I jest to prawdą, nawet jeśli przywódcom 10 krajów, które tworzą Stowarzyszenie Narodów Azji Południowo-Wschodniej (ang. ASEAN), nie udało się uzgodnić realnego wsparcia i pomimo faktu, że społeczność międzynarodowa i inne kraje azjatyckie wykazują tylko nieśmiałe oznaki konkretnego poparcia dla tego narodu. Tymczasem liczba ofiar na dzień 29 kwietnia 2021 roku wzrosła do 759 cywilów, a liczba osób uwięzionych przez juntę wojskową przekracza 3461 (wg danych Stowarzyszenia Pomocy Więźniom Politycznym w Mjanmie).

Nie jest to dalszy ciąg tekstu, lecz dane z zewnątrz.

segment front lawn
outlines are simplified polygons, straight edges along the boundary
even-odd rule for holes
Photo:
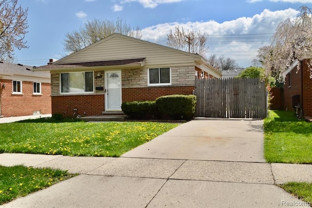
[[[118,157],[177,125],[151,122],[60,123],[43,119],[0,124],[0,153]]]
[[[52,186],[76,175],[51,168],[0,166],[0,205]]]
[[[312,123],[298,120],[293,112],[271,110],[264,127],[268,163],[312,164]]]
[[[264,156],[268,163],[312,164],[312,123],[298,120],[293,112],[269,111],[264,119]],[[278,185],[312,205],[312,184]]]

W czasie gdy Nowy Rząd Jedności Narodowej (NUG) jest coraz bardziej zorganizowany i widoczny, zarówno w Mjanmie, jak i za granicą, kontynuowane są działania ze strony sił wojskowych i zwolenników Ruchu Nieposłuszeństwa Obywatelskiego (CDM), którzy z entuzjazmem przystąpili do kolejnego etapu protestów, wymierzonych przeciwko juncie wojskowej i dokonanego przez nią zamachu stanu. Zwrócili się do ludzi z wezwaniem, by ci nie zaprzestali płacić za prąd, spłacać kredyty rolnicze, przestali posyłać dzieci do szkoły. Ta nowa kampania jeszcze bardziej uderzy w krajową gospodarkę, osłabioną już przez strajki obywatelskiego nieposłuszeństwa.
Apel, jaki skierowała Rodzina Salezjańska z Azji Wschodniej i Oceanii, wzywając do udzielenia pomocy ubogim tego kraju, a zwłaszcza zbierania funduszy w Korei Południowej i Tajlandii, przynosi znaczące owoce. Stowarzyszenie Wyższych Przełożonych Zakonnych Tajlandii, wraz z biskupem Chang Mai, Francisem Virą, z prawdziwym zaangażowaniem uruchomiło konkretną pomoc na rzecz uchodźców z Karen, którzy przekraczają granicę między Mjanmą a Tajlandią (MaeHeongSon).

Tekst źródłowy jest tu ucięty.